脳死とは、外傷、脳血管障害や心拍・呼吸の停止などにより脳の血流が阻害され、広範に神経細胞が死滅して、回復不能の脳機能の喪失が起こることである。深昏睡(しんこんすい)、瞳孔(どうこう)散大、脳波平坦(へいたん)、自発呼吸停止、および対光反射や角膜反射などの脳幹反射の喪失を、6時間の間隔を置いて2回確認することで判定する。臓器や組織の移植手術は、腎臓(じんぞう)、角膜や肝臓の一部などは、生きている人や心臓死した人からもできるが、心臓や、肝臓全体は、脳死状態で機械により呼吸と心拍が保たれている人からしか提供されえない。

[橳島次郎]

問題の経緯

脳死と臓器移植は、当初から一体の問題として世に現れた。世界最初の脳死判定基準である1968年のハーバード大学の基準は、脳死を人の死とする必要が起こった理由を二つあげている。一つは、回復不能の脳損傷を受けた患者を機械で生かし続けるのは家族や病院にとって重い負担であること。もう一つは、前の年に世界第一例が行われた心臓移植をその後も行うためには、旧来の心臓死の概念を変える必要があることである。
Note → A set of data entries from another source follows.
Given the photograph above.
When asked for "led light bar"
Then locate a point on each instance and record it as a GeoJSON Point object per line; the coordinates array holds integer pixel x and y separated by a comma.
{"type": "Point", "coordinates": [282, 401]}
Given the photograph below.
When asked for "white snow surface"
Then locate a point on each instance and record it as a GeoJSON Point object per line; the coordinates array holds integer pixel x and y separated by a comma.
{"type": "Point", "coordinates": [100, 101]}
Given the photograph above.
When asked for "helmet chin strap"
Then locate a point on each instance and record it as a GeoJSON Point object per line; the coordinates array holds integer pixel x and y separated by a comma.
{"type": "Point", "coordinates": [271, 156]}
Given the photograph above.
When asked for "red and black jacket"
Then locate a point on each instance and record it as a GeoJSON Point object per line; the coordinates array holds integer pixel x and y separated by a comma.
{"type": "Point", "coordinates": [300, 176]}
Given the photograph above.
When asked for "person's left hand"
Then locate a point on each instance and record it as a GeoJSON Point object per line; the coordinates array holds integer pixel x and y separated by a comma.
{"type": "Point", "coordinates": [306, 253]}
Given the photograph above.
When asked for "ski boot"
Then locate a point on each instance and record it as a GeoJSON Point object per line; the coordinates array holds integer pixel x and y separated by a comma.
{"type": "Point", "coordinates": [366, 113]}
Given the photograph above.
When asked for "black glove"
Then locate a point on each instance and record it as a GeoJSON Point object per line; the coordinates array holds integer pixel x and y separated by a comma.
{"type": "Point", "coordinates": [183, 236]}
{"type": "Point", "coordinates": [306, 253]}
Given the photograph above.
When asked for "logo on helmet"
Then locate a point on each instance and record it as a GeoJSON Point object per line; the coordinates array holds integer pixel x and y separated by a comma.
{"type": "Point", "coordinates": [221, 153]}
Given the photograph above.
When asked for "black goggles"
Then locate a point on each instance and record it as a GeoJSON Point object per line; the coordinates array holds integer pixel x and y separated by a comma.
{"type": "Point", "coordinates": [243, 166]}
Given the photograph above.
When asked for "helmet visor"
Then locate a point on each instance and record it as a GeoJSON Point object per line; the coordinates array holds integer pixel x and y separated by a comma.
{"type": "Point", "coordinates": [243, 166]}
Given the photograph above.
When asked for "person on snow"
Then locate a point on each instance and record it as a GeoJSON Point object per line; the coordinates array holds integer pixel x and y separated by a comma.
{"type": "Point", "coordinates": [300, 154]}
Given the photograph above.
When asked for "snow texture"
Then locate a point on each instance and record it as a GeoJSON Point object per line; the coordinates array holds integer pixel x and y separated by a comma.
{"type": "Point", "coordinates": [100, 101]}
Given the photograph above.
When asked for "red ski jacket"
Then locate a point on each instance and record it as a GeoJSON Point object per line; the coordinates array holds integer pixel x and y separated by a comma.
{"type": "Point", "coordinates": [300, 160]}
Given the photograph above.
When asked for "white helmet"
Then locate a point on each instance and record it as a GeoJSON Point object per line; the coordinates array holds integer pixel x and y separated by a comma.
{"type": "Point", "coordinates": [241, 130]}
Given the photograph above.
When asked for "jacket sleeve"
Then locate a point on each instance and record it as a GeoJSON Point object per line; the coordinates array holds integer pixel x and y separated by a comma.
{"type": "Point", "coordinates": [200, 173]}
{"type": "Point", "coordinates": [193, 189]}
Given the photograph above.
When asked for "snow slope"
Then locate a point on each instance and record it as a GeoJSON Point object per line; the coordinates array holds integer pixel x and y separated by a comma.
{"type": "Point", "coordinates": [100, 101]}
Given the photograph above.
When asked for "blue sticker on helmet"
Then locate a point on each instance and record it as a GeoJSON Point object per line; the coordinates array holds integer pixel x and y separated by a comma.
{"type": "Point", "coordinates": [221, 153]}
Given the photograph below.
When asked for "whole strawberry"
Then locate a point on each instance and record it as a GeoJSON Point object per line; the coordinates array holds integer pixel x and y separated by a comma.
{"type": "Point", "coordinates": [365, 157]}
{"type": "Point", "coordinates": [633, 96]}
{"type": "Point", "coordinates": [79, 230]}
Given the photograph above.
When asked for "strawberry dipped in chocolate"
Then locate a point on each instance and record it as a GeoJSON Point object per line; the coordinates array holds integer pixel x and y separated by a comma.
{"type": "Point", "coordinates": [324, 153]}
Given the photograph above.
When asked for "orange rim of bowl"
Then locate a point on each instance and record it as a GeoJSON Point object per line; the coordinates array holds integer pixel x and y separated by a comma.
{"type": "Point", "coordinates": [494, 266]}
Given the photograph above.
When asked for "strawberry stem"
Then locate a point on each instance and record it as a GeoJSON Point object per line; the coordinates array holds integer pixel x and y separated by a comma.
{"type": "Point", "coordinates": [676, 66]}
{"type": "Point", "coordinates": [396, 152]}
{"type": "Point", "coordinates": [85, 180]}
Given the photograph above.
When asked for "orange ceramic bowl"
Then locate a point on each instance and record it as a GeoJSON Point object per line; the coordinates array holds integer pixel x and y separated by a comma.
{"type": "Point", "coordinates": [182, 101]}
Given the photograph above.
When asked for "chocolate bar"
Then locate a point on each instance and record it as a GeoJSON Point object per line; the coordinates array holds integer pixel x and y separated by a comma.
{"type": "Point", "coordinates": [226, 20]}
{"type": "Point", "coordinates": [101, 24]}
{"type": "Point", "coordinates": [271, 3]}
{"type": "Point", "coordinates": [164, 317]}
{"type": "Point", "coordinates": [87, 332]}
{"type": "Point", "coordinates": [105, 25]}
 日本でこの問題が社会をにぎわせることになったきっかけの一つは、腎臓移植の際、実はすでに現場で脳死による死の認定が進められていたことが、日本移植学会における発表から明らかになったことだった(「死の判定 新たな一石 脳死状態で腎移植」朝日新聞、1982年(昭和57)9月11日付、朝刊第1面見出し)。一般の人は、自分たちが知らない間の脳死・移植の進展に驚いた。「脳死の時点でなにもかもかたづけられる」と受け取られたり、「生体実験、殺人行為」だという激しい反発もみられた。こうしたなかで、1983年9月、厚生省(現厚生労働省)は脳死判定基準の見直しのために「脳死に関する研究班」(厚生省研究班)を設けた。また同年10月には、「生命倫理問題・国会議員懇談会」が超党派の国会議員で結成され、脳死を人の死とする立法を目ざして活動し始めた。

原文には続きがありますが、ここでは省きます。